A month later, OpenTable launched an ad network built on diner reservation data. And they've been pushing what Restaurant Business calls a "system of record" mandate, positioning themselves as the central platform restaurants should run everything through.
These aren't unrelated events. The reservation wars are about one thing: controlling the relationship between restaurants and their diners. And restaurants are caught in the middle.
What's actually happening with your data
Here's what the major platforms do, in practice, with the guest data your restaurant generates:
They market to your guests. After someone dines at your restaurant, the platform may send them emails promoting other restaurants. Including direct competitors in your neighborhood. Your guest. Your data. Their marketing.
They build profiles they own. The platform aggregates data from every restaurant a guest visits, building a diner profile that belongs to the platform, not to you. You contributed the data. You don't control it.
They monetize the data. OpenTable's new ad network is the clearest example yet. Restaurants pay per-cover fees, generate data, and then that data becomes the foundation for an advertising business. I wrote about this in the context of per-cover fees. The pricing model and the data model are two sides of the same strategy.
They make switching expensive. When years of guest history, preferences, and contact information live inside a walled garden, leaving means losing access to all of it. That's not a bug. That's a retention strategy.
None of this is hidden. It's in the terms of service. But nobody reads terms of service, and it's rarely explained clearly upfront.
Why this matters for your restaurant
Guest data is a business asset. Maybe your most valuable one.
When you actually own it, you can personalize the experience. Your host knows a regular's name, preferred table, wine preference, and that they're celebrating an anniversary next Tuesday. That information lives in your guest profiles, if you control them.
You can market directly. Invite your top 50 guests to a wine dinner. Send a holiday greeting to regulars. Announce a seasonal menu. You need a guest list that belongs to you, not one locked inside a platform that's simultaneously showing your guests other options.
You can build loyalty on your terms. Guest relationships are strongest when they're direct. Not mediated by a platform whose business model depends on those guests also booking at other restaurants through them.
And you can make informed decisions. Who are your best customers? How often do they visit? What do they spend? That intelligence should inform your decisions, not sit in a dashboard you can't fully access or export.
bavoli's approach
We built bavoli around the principle that guest data belongs to the restaurant. Our guest CRM is designed around this. In practice, that means:
We don't market to your guests. When someone books through bavoli, we don't email them about other restaurants or use their information for anything other than serving your restaurant.
You can export everything, at any time. Names, contact info, visit history, notes, tags, preferences, no-show records. Standard format. Take it anywhere.

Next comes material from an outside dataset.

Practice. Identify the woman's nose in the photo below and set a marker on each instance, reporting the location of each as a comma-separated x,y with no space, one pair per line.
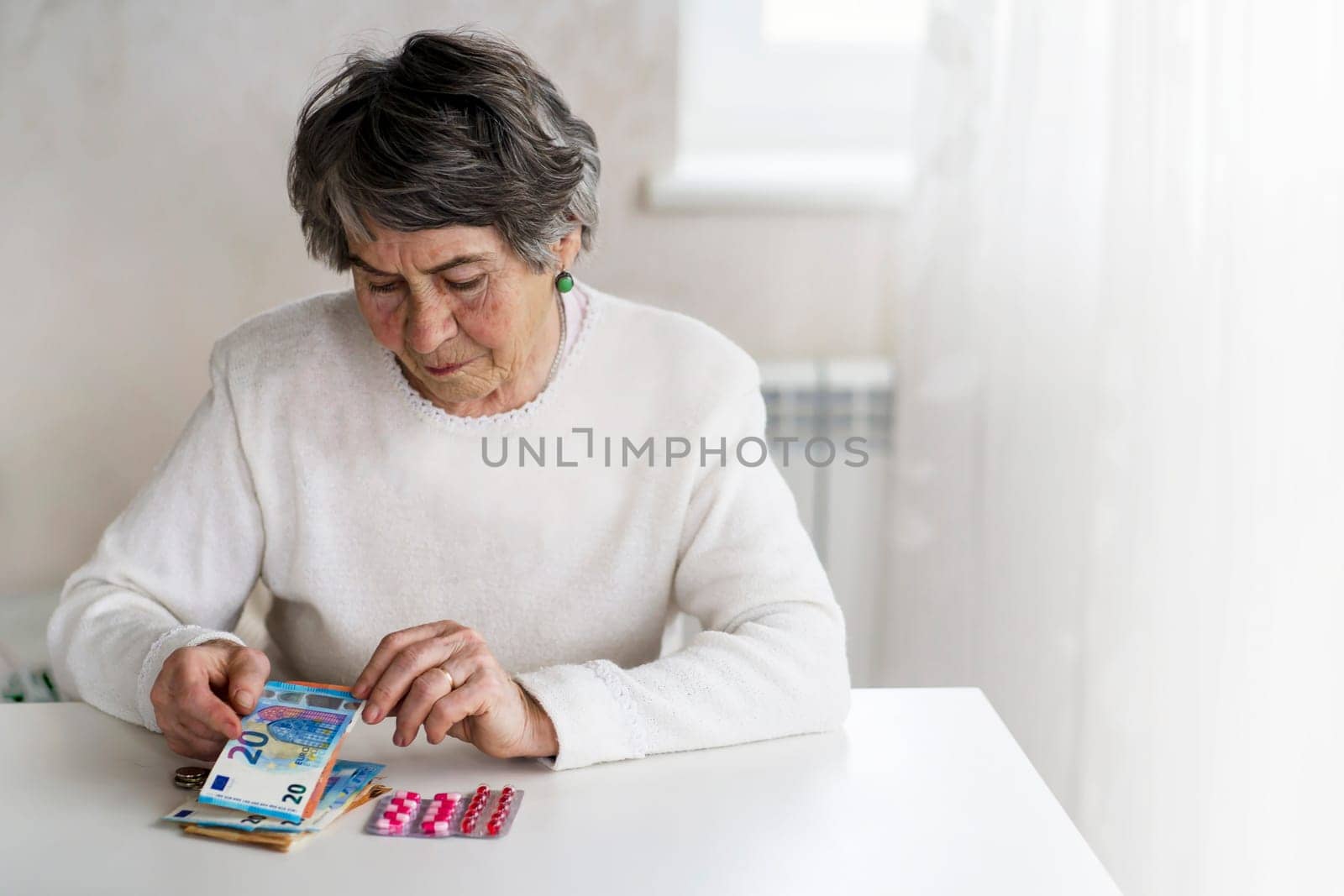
429,325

No lock-in. If you leave bavoli, your data leaves with you. We don't make the export difficult or charge for it.
We're a new company. I won't pretend we have a decade-long track record on this. But the architecture is built around it, the policy is published, and it's a commitment I take seriously.
The question to ask any platform
If you leave this platform in two years, what happens to your guest data?
If the answer is complicated, conditional, or unclear, that tells you everything about who really owns the relationship with your guests.